Japanese woodblock printing is a craft of discipline and sensibility. It is a traditional method of making an edition of colour prints using the relief woodcut process. It differs from the European process by its use of a Japanese Baren (printing disc) to print on moist paper. The result is a print which has the delicacy of historical Ukiyo-e print in the Japanese Edo period.
During this course, the tutor will introduce and explain each stage of the process, including completing and transferring your design, carving the woodblock, applying the watercolour paints, preparing and moistening paper. This is followed by the effective use of a Baren to complete your prints by hand.
On the first evening, your tutor will check your design and advise on any adjustments. On the following evenings students may be able to work in the studio with the tutor’s permission.

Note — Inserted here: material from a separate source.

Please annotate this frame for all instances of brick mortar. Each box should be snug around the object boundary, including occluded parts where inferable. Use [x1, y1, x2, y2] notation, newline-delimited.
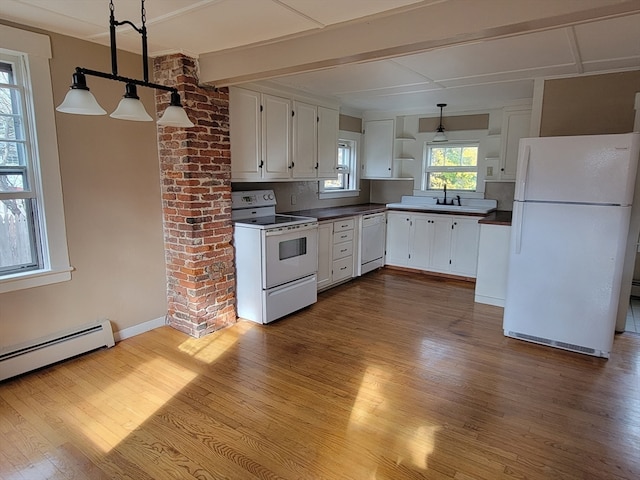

You will learn the basic techniques which you can explore and practise at home.
By the end of the course, you will have completed three woodblocks, learned and applied techniques to produce an edition of prints from your blocks and gained confidence in exploring printmaking with colour and layers.
Arrival Day - this is the first date listed above
Courses start early evening. Residential students to arrive from 4pm, non-residential students to arrive by 6.45pm.
6.45pm: Welcome, followed by dinner (included).
8 - 9pm: First teaching session, attendance is essential.
Classes 9.15 - 5pm, lunch is included.
From 6.30pm: Dinner (included for residential students).
Evening working - students may have access to workshops, but only with their tutor's permission and provided any health and safety guidelines are observed.
Classes 9.15am - 3pm, lunch is included.
Residential students are to vacate their rooms by 10am please.
(This timetable is for courses of more than one day in length. The tutor may make slight variations)
After studying traditional Japanese woodblock printing under Master print artist Takeji Asano and other ukiyoe carvers and printers in Japan, Akiko has taught woodblock printmaking in Cambridgeshire and Essex, and exhibited her own work in Finland, Germany, Japan, London and Paris. Her works have been purchased by Chelmsford Museum, Braintree Museum, The British Museum and many private collectors.